参謀本部「明治二十七八年日清戦史」では、軍人・軍属の戦死 1,132、戦傷死 285、病死 11,894、戦傷病 3,758、合計13,488人、服役免除(疾病、刑罰等)3794人で、全体の減耗人員数の合計は17282人と報告された[84]。これによれば、軍人・軍属の戦死、戦傷死、病死の合計死者数は13,311人となる。

歴史学者の井上清は昭和41年の著書で、日本陸軍12万人のうち戦死者数は5417人とする[85]

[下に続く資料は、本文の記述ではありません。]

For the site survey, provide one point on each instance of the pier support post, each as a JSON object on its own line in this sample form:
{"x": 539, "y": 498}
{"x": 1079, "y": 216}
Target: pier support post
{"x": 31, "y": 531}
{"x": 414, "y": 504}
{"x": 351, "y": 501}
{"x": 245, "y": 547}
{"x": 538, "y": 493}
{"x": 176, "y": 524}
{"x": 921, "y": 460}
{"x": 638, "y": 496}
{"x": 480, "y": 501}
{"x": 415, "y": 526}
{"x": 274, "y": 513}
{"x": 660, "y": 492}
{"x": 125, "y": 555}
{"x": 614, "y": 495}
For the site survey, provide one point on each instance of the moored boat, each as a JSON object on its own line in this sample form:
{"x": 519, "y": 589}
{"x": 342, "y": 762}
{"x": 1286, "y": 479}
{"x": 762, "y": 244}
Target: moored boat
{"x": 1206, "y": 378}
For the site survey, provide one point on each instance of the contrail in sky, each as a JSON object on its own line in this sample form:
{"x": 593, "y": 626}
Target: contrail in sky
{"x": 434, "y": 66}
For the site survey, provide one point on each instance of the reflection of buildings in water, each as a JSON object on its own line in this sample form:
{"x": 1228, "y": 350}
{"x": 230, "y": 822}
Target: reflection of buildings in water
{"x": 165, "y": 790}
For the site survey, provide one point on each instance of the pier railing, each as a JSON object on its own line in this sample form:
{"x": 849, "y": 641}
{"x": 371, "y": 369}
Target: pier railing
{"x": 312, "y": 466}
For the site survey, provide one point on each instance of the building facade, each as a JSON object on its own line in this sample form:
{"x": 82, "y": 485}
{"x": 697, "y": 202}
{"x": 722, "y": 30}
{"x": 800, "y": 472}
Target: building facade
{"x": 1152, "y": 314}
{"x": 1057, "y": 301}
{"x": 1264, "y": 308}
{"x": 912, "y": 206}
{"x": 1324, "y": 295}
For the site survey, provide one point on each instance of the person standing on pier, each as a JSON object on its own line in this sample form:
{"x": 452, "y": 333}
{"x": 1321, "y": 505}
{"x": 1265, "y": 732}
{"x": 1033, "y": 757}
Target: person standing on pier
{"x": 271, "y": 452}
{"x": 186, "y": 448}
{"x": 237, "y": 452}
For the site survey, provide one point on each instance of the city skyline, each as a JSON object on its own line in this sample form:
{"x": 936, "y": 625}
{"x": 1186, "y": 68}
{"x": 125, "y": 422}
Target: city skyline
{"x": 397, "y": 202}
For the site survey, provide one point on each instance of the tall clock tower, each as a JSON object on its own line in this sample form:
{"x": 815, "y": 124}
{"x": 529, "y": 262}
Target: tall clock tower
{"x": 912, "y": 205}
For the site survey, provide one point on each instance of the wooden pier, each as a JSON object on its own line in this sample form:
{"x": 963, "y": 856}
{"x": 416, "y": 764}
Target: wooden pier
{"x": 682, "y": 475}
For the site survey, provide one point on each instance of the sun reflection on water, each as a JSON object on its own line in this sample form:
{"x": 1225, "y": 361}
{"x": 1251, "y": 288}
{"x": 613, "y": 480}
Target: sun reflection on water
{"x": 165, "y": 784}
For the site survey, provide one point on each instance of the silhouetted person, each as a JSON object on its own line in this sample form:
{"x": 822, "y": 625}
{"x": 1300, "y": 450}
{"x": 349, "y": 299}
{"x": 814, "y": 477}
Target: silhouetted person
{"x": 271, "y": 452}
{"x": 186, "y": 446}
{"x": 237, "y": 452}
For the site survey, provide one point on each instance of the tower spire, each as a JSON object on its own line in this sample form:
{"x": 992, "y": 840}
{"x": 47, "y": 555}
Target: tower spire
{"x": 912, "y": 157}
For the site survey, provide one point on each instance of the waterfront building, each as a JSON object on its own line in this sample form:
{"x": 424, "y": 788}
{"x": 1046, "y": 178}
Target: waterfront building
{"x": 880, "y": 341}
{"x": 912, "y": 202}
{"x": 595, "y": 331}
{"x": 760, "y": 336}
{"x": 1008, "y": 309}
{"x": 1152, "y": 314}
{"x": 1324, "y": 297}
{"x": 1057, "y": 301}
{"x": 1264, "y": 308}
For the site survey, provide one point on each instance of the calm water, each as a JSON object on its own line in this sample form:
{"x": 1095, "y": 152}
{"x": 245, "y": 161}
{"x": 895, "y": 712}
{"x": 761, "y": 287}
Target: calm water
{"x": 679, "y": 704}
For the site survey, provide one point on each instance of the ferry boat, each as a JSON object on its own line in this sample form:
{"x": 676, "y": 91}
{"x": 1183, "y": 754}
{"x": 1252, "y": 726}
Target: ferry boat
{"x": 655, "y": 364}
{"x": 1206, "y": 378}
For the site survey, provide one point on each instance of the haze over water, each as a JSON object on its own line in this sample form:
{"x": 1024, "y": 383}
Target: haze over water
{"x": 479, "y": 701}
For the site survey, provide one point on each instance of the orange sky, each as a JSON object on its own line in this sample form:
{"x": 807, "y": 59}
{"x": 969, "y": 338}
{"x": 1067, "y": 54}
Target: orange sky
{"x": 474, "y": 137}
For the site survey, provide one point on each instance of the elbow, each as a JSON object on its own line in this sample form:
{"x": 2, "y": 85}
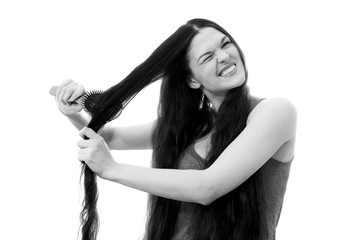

防衛ハンドブック(1992年、朝雲新聞社)によれば、戦死・戦傷死1,567名、病死12,081名、変死176名、計13,824名(戦傷3,973名)[86]
軍夫の損害

歴史学者の原田敬一は2007年の著書で、参謀本部『明治廿七八年日清戦史』には全動員力24万616人[87]、うち17万4017人が派遣され、軍夫は15万4000人のうち5000人国内使役のほかは派遣された[88]とあることから、軍夫も武装した輜重輸卒であったことからこれを含めると、日本軍の動員は39万5000人であったとする[88]。原田は、軍夫の死者数は調査されなかったが、7000人以上と推定する[88]
病死者

陸軍省医務局編『明治二十七八年役陸軍衛生事蹟』によれば、日清戦争と台湾平定(乙未戦争)を併せて陸軍の総患者284,526人、総病死者20,159人(うち脚気以外16,095人、79.8%)であった(軍夫を含む)[89]。しばしば議論の的になった脚気については、患者41,431人、死亡者4,064人(うち朝鮮142人、清1,565人、台湾2,104人、内地253人[注釈 43])であった。なお脚気問題の詳細は、「陸軍での脚気大流行」を参照のこと。

当時の朝鮮半島は衛生状態が悪いこともあり、また発展途上国で日本と違いトイレットペーパーが不足していた(当時の日本では山村でない限り普及していた)ことから、戦地で伝染病がはやった[注釈 44]。とりわけ台湾では、暑い季節にゲリラ戦にまきこまれたため[注釈 45]近衛師団長の北白川宮能久親王陸軍中将がマラリアで陣没し[注釈 46]、近衛第二旅団長山根信成陸軍少将も戦病死したほどであった[注釈 47]。ただし、広島大本営参謀総長有栖川宮熾仁親王陸軍大将が腸チフスを発症したなど、国内も安全ではなかった。